А между тем, противники рефлекторной теории, бросая упрек нам в том, что мы якобы признаем существование изолированных рефлекторных дуг и забываем о целостности функций животного и человеческого организма, сами говорят о том, что все формы поведения диктуются вовсе не рефлексами, а определенными картинами, образами, возникающими в нервной системе, и эти образы являются определяющими для того, чтобы выявилась та или иная картина поведенческого акта.

К ним приходится обратиться с вопросом: а что это за образы, «паттерны» и откуда они берутся, кто – господь бог или дьявол – их сформировал и вложил в нервную систему, для того чтобы происходили те или иные конечные реакции? Мы даем объяснение, мы выясняем, как под влиянием тех или иных стимулов, исходящих из внешней физической или социальной среды, слагаются определенные мозаичные картины очагов возбуждения и торможения, известные функциональные структуры в нервной системе, которые обусловливают определенную ответную реакцию, и мы представляем себе, что это не что-либо раз навсегда фиксированное, а это есть нечто, слагающееся каждый раз по определенным закономерностям, в зависимости от того, какие раздражители действуют на организм, в каком сочетании, в какой временной последовательности и с какой интенсивностью. В зависимости от этого каждый раз слагаются те или иные «образы».

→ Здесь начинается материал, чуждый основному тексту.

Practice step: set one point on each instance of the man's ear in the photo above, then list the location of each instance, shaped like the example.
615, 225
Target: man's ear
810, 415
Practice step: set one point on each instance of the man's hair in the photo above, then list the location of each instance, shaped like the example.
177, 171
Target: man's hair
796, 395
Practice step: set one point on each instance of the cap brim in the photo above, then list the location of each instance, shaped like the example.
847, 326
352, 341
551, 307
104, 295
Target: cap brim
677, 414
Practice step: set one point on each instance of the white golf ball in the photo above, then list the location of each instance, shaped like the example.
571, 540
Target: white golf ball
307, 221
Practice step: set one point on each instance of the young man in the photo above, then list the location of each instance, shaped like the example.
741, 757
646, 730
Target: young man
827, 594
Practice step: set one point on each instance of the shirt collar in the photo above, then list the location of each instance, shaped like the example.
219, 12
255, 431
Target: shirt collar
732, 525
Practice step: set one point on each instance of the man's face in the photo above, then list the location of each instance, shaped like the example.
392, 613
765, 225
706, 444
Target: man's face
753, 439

Мы готовы принять слова «образы», «картины», «планы», но мы их изучаем в их динамике и связываем их на основе элементарных физиологических представлений с историей их возникновения и в этой истории усматриваем два этапа – этап филогенетический, обусловленный предшествовавшей жизнью вида, и этап онтогенетический, обусловленный личным существованием данного индивидуума в данной среде.

Таким образом мы выясняем те причины, те закономерности, по которым протекают те или иные деятельности орга­низма, а если мы откинем этот рефлекторный механизм, забудем думать о влиянии внешней среды, составим себе убеждение, что деятельность, поведенческие формы определяются какими-то неизвестно откуда взявшимися образами, «паттернами» в нервной системе, то дорога для анализа, для изучения, для понимания процесса будет раз навсегда закрыта, потому что мы пустым словом «картина» или «образ» закроем всю сущность явлений.

Вот некоторые предпосылки, которые я считал нужным сделать для того, чтобы, с одной стороны, дать исходную базу для понимания учения И.П. Павлова об условных рефлексах и о высшей нервной деятельности и, с другой стороны, дать возможность попутно с изучением фактического материала иметь определенное оружие для критического отношения к критикующим воззрениям некоторых идеалистически и метафизически настроенных авторов.